Cost to Charge Ratio and How to Change Yours

Your provider number has a strong impact on your medical billing cost to charge ratio (CCR). If your hospital is merging with another hospital, it is important to figure in the possibly new Cost to Charge Ratio medical billing payments you will receive.

There are two avenues merging hospitals can take. The first method is when two hospitals merge together while one of the existing provider numbers is kept in tact. In this instance, one hosptial keeps their medical billing number, while the other one drops theirs and joins the first. The hospital that drops their medical billing provider number will receive a new cost to charge ratio. The ratio will be figured from the hospital with the existing provider number.

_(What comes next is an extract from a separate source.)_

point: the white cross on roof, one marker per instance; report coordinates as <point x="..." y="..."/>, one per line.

The second scenario involves a brand new medical billing provider number for the merging hospitals. When each hospital forfeits their provider number, a new provider number is formed. In this instance, there is no prior history to conduct a cost to charge ratio study. Instead, the merging hospitals will use the statewide average medical billing Cost to Charge Ratio until they have history.

If the Cost to Charge Ratio assigned to your hospital is unsatisfactory to your liking, you can request a lower or a higher number. However, there must be substantial evidence to back up your claim. Medical billing cost to charge ratios are difficult to change because they need to be fair to all hospitals involved.

The bottom line is: make sure your hospital is ready for medical billing reimbursement changes if you are merging with another facility. The failure to prepare for such changes could severely impede your financial and medical billing departments for a long time to come. Once your revenue flow is slowed down it can take a long amount of time to recover.